A regulation that prohibits the payment for a good or service that is higher than an alloted price. Similar to price floors, it is used by government and other governing bodies.

The alloted price must be below the equilibrium price as otherwise, it would not cause an effect on the markets in question. What this causes is a shortage in the good or service and creates inefficiency. It does it in two ways:
1) Through search activity
2) Deadweight Loss

1) Due to a shortage, people will be spending their time and resources looking for the good or service. For example, if there is a shortage for quality housing, people will be using their resources like gas, and time to look for housing. In turn, the opportunity cost increases by this time factor and other resource factors. This creates a loss of consumer surplus and producer surplus.

2) Since the set point is below the equilibrium price, there is an inefficiency in the market as the demand is much higher than the supply, there is a shortage. This creates a situation where there is a deadweight loss which in turn, like search activity, generates a loss in both consumer surplus and producer surplus.
Economics, like everything else, is a balancing act. Outside of the mechanical forces of supply and demand, human motivations and actions will affect the market. These must also be balanced with each other.

A basic force built into most corporations today is the necessity to maximize short-term profit at the expense of long-term financial health. If an executive's quarterly balance sheet doesn't please stockholders, bonuses will be cut back, or people will be passed over for promotion, or people will be fired.

Some goods and services are necessities to consumers; if their price increases, they will cut back on the consumption of other goods and services that may not be immediately necessary, but make their lives more efficient.

Producers have the power to cut back production at any time and create an artificial shortage. The 'equlibrium point' for the product's price will increase to meet the shortage if the need for the good is great enough, but since the producer's costs are the same, any price increase is pure profit. Any market inefficiency comes at the expense of the consumer, and any deadweight loss at the expense of consumers and other producers.
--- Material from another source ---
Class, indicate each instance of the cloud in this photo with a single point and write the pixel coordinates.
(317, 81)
In the long term, of course, the producer may lose. But the market does not act immediately, and by the time the balance comes due, the executive will have his or her bonus, and may even have left the company for greener pastures.
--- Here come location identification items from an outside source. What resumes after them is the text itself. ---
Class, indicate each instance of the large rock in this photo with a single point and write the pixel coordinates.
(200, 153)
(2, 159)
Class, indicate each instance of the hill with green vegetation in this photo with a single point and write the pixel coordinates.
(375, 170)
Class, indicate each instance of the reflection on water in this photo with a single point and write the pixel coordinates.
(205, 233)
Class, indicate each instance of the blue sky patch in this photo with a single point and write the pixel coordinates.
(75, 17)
In such cases, it may be prudent for a government to step in and set a price ceiling, in order to force the producer's unit profit down, and induce the producer to increase production to a reasonable level. Sometimes, more punitive measures may be called for. Other times, a price ceiling may be the worst possible action.

Any conclusion that a government-induced price ceiling will create market inefficiency is founded on a basic assumption, that a shortage in the supply of a good or service is created by the market, and not by a producer manipulating the market. This assumption is founded on a further assumption, that producers always act in good faith, that their profit always contributes to market efficiency. This is often a bad assumption.